La 39e session ordinaire de la Conférence des chefs d’Etat et de gouvernement de l’Union africaine (UA), tenue les 14 et 15 février derniers à son siège à Addis-Abeba en Ethiopie, a refermé ses portes sur des résolutions fortes. Au nombre de celles-ci, celle qualifiant l’esclavage et la colonisation comme des « crimes contre l’humanité ». Une première dans l’histoire de l’organisation panafricaine, qui va dans le sens des aspirations des sociétés civiles africaines, et qui marque une étape importante dans la reconnaissance des exactions commises par le colonisateur et des souffrances endurées par les peuples africains pendant des siècles. Et l’UA ne s’y trompe pas, en soulignant le « caractère systématique et planifié de ces pratiques » qui ont eu des conséquences dévastatrices sur les populations africaines.

 

Le préjudice subi par les Africains, reste énorme

 

Toujours est-il que l’organisation continentale se propose de porter la question devant l’Assemblée générale de l’ONU, dans une volonté de faire reconnaître les injustices subies par les peuples d’Afrique et établir un cadre juridique international qui condamne formellement ces actes odieux.
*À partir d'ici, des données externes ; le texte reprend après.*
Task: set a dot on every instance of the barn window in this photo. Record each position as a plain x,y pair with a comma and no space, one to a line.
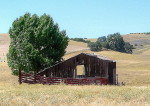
80,70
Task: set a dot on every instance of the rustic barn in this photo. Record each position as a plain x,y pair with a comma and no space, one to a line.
95,68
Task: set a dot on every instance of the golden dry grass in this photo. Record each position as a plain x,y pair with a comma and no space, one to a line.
33,95
132,69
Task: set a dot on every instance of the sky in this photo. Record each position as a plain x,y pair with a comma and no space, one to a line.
83,18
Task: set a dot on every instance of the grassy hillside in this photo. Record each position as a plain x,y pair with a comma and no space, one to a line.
134,69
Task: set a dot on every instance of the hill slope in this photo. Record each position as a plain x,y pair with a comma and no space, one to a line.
132,69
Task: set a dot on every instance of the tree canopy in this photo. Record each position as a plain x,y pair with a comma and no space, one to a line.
36,43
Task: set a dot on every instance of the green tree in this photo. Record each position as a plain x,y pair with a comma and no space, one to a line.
36,43
116,42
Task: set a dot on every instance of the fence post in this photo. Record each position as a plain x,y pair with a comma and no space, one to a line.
20,82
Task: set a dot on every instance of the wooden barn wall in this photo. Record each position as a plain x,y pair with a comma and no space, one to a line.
94,67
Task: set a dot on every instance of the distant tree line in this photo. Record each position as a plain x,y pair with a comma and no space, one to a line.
113,41
80,40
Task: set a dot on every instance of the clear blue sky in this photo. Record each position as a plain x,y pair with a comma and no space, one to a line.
83,18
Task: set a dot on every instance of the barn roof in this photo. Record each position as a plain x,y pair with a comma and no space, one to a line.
93,55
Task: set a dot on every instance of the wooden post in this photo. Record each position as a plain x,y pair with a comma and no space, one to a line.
20,82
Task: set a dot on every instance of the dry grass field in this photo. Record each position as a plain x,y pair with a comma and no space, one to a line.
134,69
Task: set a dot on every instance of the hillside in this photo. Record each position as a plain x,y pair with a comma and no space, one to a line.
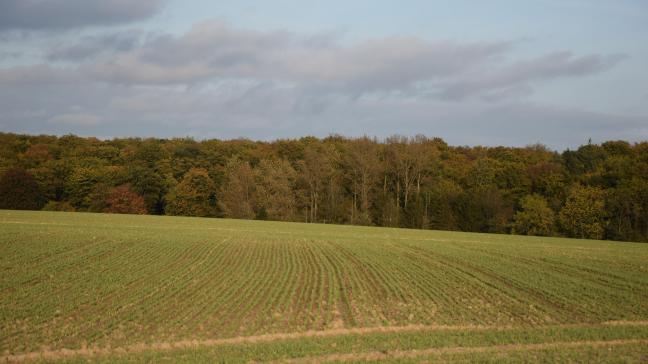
81,285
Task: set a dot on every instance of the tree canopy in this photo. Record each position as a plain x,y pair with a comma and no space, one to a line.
596,191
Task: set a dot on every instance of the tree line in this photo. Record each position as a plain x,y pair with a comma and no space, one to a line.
596,191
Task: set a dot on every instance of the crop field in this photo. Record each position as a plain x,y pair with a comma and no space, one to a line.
106,288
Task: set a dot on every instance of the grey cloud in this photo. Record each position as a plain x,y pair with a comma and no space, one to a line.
212,52
75,119
516,78
91,46
68,14
267,111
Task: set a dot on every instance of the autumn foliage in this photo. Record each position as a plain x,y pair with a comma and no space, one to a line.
595,191
122,200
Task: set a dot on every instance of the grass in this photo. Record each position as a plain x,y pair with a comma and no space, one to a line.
146,288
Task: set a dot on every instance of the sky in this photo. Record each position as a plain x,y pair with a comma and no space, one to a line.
499,72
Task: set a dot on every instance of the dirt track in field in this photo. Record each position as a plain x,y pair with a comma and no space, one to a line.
411,354
61,354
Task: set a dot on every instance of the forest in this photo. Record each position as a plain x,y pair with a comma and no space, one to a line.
598,191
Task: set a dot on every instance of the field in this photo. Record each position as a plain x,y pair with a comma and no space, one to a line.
106,288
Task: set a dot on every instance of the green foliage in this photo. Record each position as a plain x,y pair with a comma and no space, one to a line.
414,182
19,191
63,206
534,218
582,216
122,200
195,195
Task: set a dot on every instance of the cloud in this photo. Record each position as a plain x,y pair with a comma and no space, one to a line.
517,77
75,119
213,52
218,81
92,46
69,14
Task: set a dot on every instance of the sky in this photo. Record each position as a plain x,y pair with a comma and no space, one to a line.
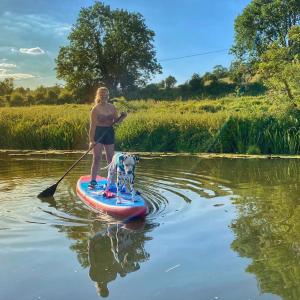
32,32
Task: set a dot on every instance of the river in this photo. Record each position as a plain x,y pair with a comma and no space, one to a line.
217,229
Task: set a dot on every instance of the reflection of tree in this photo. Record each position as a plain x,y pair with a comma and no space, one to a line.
117,250
267,229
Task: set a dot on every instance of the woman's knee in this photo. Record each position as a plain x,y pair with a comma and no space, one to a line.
96,159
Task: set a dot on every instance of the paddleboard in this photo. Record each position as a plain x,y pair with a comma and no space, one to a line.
96,200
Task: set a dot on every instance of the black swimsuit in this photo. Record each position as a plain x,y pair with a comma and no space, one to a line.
105,134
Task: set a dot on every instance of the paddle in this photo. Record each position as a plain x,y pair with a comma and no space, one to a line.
49,192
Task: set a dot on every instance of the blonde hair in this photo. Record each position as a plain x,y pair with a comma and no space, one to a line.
100,97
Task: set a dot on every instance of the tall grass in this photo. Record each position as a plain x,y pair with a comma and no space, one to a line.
247,125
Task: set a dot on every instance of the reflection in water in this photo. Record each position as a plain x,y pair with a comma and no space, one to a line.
267,229
191,199
116,250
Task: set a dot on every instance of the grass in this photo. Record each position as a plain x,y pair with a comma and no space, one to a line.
253,125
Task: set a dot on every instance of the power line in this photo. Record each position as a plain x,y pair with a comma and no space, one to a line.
198,54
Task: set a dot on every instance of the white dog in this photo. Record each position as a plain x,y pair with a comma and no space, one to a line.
122,165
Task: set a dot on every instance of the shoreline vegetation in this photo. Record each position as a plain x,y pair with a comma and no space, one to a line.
45,154
245,125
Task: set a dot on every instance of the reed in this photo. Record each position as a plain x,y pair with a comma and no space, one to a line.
253,125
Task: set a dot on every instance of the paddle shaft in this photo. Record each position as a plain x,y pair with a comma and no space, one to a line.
90,148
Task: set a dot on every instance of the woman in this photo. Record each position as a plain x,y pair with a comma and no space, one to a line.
101,133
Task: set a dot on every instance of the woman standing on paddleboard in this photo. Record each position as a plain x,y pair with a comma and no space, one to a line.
101,133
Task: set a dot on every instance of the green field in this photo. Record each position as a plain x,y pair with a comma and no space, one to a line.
250,125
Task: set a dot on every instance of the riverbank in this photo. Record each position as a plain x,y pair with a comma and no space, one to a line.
45,154
250,125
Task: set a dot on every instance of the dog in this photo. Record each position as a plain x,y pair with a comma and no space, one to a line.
122,166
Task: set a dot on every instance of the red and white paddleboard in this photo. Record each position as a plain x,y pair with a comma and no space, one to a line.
96,200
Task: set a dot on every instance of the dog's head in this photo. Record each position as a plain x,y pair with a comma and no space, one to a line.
129,162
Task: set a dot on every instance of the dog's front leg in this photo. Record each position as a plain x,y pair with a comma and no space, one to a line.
131,185
119,185
110,176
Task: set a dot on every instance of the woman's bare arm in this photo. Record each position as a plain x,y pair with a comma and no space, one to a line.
93,122
122,116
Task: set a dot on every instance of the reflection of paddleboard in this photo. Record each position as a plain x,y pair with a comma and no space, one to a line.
96,200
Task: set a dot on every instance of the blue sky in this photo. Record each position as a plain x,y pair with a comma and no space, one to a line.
32,31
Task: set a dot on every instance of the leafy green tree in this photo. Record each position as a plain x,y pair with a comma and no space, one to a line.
170,82
17,99
262,23
65,96
196,83
280,66
6,86
219,72
40,95
111,47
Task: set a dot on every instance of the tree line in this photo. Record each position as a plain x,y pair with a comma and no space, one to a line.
217,83
114,47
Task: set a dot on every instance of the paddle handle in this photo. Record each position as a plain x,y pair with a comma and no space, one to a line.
90,148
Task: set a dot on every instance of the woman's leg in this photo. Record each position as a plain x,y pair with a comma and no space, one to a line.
97,152
109,151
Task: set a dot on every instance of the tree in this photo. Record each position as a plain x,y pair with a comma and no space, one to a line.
262,23
17,99
196,83
280,66
220,72
6,86
110,47
170,82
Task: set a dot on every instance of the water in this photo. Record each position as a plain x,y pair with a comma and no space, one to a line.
217,229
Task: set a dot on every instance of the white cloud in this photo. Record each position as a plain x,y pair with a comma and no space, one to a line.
32,51
17,76
5,65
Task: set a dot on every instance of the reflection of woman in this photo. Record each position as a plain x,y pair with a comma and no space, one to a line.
114,252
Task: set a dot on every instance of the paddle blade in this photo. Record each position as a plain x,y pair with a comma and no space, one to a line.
49,192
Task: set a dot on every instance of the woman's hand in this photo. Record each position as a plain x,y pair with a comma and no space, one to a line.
92,144
123,114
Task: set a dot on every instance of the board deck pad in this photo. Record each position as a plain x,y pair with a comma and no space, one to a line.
95,199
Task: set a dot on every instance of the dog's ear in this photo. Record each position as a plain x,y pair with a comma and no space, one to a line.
136,158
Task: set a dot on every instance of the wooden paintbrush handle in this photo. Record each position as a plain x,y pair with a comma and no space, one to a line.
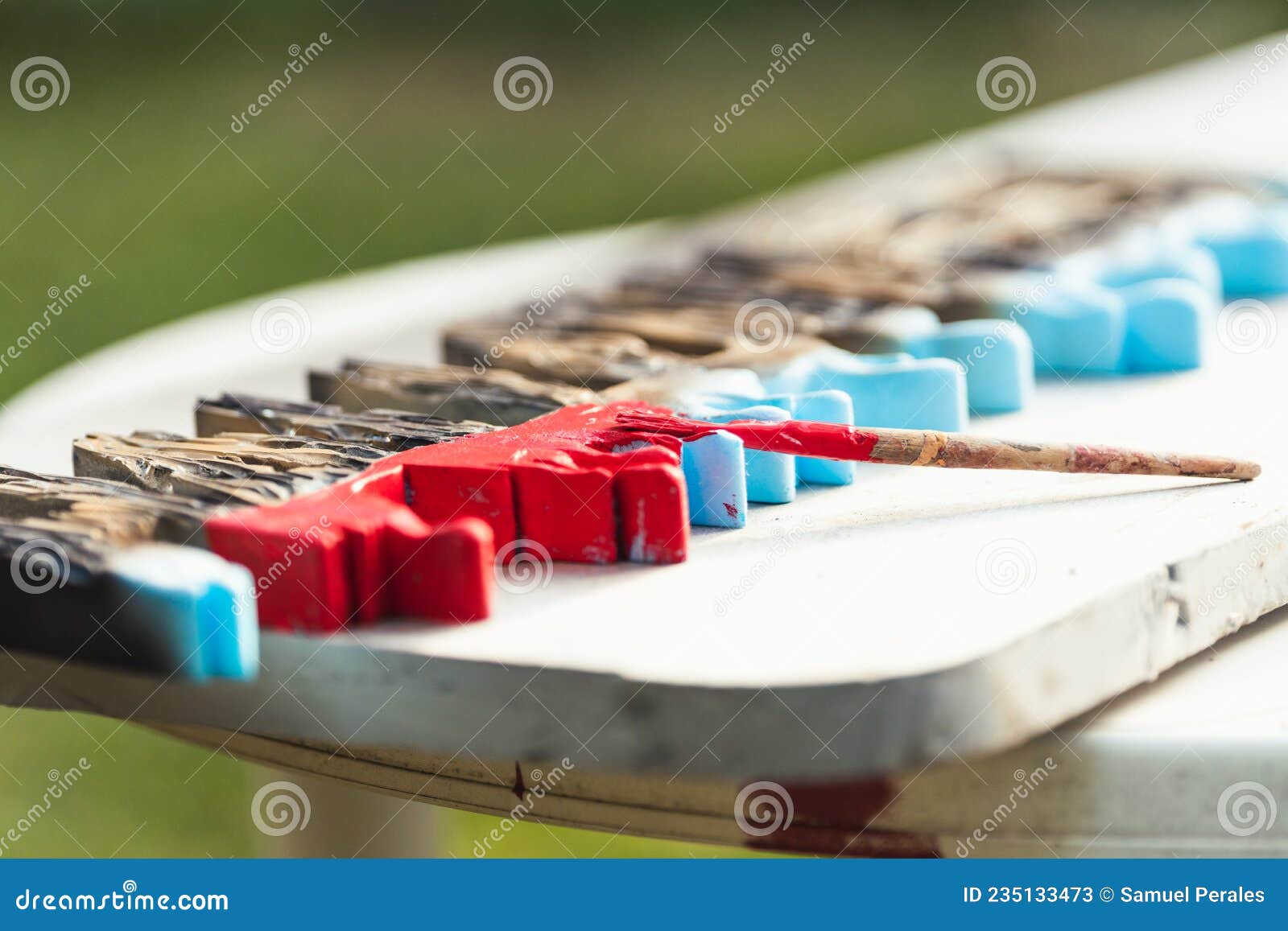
943,450
955,451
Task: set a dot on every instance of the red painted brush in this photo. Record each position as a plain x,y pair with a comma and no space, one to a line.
933,448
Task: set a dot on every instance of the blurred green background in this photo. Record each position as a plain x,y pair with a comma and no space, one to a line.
392,145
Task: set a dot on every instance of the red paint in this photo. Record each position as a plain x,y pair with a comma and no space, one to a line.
794,437
415,534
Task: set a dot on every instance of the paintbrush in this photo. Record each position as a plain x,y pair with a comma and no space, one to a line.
937,450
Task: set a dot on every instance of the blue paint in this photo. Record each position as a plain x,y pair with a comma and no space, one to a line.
770,476
1167,325
193,611
886,390
996,354
715,474
1247,240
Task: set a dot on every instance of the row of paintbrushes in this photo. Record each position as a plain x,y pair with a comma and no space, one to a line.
392,499
167,553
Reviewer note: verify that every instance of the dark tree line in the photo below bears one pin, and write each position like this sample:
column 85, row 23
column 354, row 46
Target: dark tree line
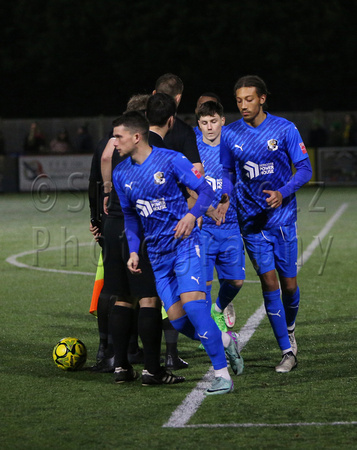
column 86, row 57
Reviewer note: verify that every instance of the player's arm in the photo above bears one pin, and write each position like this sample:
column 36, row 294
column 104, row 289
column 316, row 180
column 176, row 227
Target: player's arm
column 132, row 226
column 94, row 194
column 106, row 169
column 228, row 180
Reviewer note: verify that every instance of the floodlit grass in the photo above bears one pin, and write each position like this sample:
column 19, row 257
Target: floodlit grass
column 44, row 407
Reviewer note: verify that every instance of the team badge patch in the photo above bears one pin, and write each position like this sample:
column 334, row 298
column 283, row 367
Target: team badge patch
column 272, row 145
column 303, row 148
column 196, row 172
column 159, row 178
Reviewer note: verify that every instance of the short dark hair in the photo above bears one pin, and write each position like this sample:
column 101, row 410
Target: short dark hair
column 210, row 108
column 169, row 84
column 135, row 121
column 252, row 81
column 160, row 107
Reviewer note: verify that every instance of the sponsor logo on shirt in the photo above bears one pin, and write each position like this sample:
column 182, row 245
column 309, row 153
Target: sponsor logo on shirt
column 147, row 207
column 272, row 145
column 215, row 184
column 253, row 170
column 159, row 178
column 196, row 172
column 303, row 148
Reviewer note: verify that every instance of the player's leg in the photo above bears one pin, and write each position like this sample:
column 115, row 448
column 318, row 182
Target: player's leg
column 150, row 332
column 110, row 289
column 190, row 276
column 172, row 359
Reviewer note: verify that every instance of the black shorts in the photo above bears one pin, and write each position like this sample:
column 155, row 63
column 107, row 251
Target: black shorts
column 118, row 280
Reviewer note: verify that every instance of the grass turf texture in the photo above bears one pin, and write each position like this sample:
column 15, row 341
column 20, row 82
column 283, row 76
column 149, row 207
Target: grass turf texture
column 43, row 407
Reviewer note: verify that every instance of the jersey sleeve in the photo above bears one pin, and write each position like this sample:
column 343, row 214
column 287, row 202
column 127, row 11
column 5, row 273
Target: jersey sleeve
column 190, row 147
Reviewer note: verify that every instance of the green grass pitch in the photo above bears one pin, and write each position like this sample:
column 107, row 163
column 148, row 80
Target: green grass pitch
column 44, row 407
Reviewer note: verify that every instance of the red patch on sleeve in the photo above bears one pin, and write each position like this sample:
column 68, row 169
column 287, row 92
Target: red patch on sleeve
column 303, row 148
column 196, row 172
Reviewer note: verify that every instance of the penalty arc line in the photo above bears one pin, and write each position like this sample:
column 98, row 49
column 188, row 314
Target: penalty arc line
column 193, row 400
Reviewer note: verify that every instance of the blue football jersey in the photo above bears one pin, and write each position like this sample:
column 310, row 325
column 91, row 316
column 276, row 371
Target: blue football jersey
column 261, row 158
column 210, row 157
column 152, row 189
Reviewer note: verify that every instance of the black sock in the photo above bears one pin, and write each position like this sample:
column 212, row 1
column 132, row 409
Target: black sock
column 120, row 326
column 171, row 337
column 133, row 343
column 150, row 333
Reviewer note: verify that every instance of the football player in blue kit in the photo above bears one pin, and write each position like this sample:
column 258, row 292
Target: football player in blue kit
column 258, row 151
column 223, row 245
column 149, row 183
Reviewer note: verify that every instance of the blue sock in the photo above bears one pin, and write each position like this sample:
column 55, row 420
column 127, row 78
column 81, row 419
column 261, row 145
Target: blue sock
column 276, row 314
column 291, row 306
column 184, row 326
column 226, row 294
column 199, row 313
column 208, row 293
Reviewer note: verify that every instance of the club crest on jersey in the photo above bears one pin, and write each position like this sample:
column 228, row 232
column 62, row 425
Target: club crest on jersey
column 159, row 178
column 196, row 172
column 272, row 145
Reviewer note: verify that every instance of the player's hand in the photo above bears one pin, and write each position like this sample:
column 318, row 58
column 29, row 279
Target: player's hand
column 275, row 198
column 222, row 209
column 133, row 263
column 213, row 214
column 95, row 231
column 185, row 226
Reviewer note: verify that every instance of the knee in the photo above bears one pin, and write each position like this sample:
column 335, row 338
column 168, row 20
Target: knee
column 289, row 291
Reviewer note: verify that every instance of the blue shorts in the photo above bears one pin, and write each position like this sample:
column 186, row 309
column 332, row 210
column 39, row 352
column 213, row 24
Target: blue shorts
column 272, row 249
column 180, row 271
column 224, row 250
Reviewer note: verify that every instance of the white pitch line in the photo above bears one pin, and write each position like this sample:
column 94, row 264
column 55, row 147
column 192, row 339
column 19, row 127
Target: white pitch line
column 193, row 400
Autant dire que c’est dans un combat plutôt titanesque et de longue haleine que s’engage l’UA, au regard de la position dominante des maîtres d’hier au sein de l’organisation mondiale. Et le combat est d’autant loin d’être gagné d’avance que le préjudice subi par les Africains reste énorme. Si fait que les implications pourraient être lourdes de conséquences pour le colonisateur, notamment par rapport à l’incontournable question des demandes de réparations. De quoi se poser la question : quelles chances une telle plainte a-t-elle de prospérer devant l’ONU ? De quoi se demander aussi si cette résolution sera à même de produire les effets escomptés. Ou, si elle ne restera qu’un effet d’annonce ou une annonce sans effet. Il en va de même pour la question de la lutte contre le terrorisme, qui est l’autre résolution forte de ce 39e sommet d’Addis-Abeba. Un engagement fort des chefs d’Etat, qui paraît plus un clin d’œil aux pays du Sahel frappés de plein fouet par la pieuvre tentaculaire, qu’une volonté de porter l’estocade à un ennemi ondoyant qui a fini de faire la preuve qu’il a plus d’un tour perfide dans sa besace. On est d’autant plus porté à le croire que concernant la question du terrorisme et son approche sur le continent noir, les dirigeants africains sont loin d’avoir la même vision, encore moins de parler le même langage. En effet, entre ceux qui sont déjà dans l’œil du cyclone et ont décidé de compter sur leurs propres forces pour mener le combat contre l’hydre à multiple têtes, et ceux qui se sentent peu concernés par la question quand ils ne fondent pas leurs espoirs sur de douteux soutiens extérieurs, les points de vue sont parfois difficilement conciliables quand les relations entre certains pays ne sont pas marquées par de fortes tensions.

 

L’UA a du mal à peser dans la résolution des conflits sur le continent noir

 

Et ce, dans un contexte de fortes suspicions où certains pays sont soupçonnés de jouer à un jeu trouble ou de pactiser carrément avec les terroristes. C’est dire combien la question divise au sein de l’opinion africaine et même des Etats. Et ce, dans un contexte où la mutualisation des forces qui passe pour être la panacée dans ce combat contre un ennemi à plusieurs visages, peine à être une réalité à l’échelle régionale, a fortiori continentale. C’est dire aussi si c’est un pari qui reste un véritable défi pour l’organisation panafricaine. Et l’on attend de voir si l’UA réussira à le tenir. En tout état de cause, avec une organisation panafricaine qui compte essentiellement sur les financements extérieurs pour son propre fonctionnement, on se demande si au-delà de la force commune et des troupes à mobiliser, l’UA sera à même de réunir les moyens matériels et financiers nécessaires pour combattre efficacement les forces obscurantistes. On reste d’autant plus dubitatif qu’au-delà des difficultés de mobilisation des ressources, l’organisation basée à Addis-Abeba, a du mal à assumer son rôle de leadership et à peser dans la résolution des conflits sur le continent noir. Et ce, dans un contexte où l’expérience amère du G5 Sahel, qui avait été conçu pour casser du terroriste, mais qui est mort de sa belle mort dans les conditions que l’on sait, reste vivace dans les esprits et doit donner à réfléchir.

 

 « Le Pays »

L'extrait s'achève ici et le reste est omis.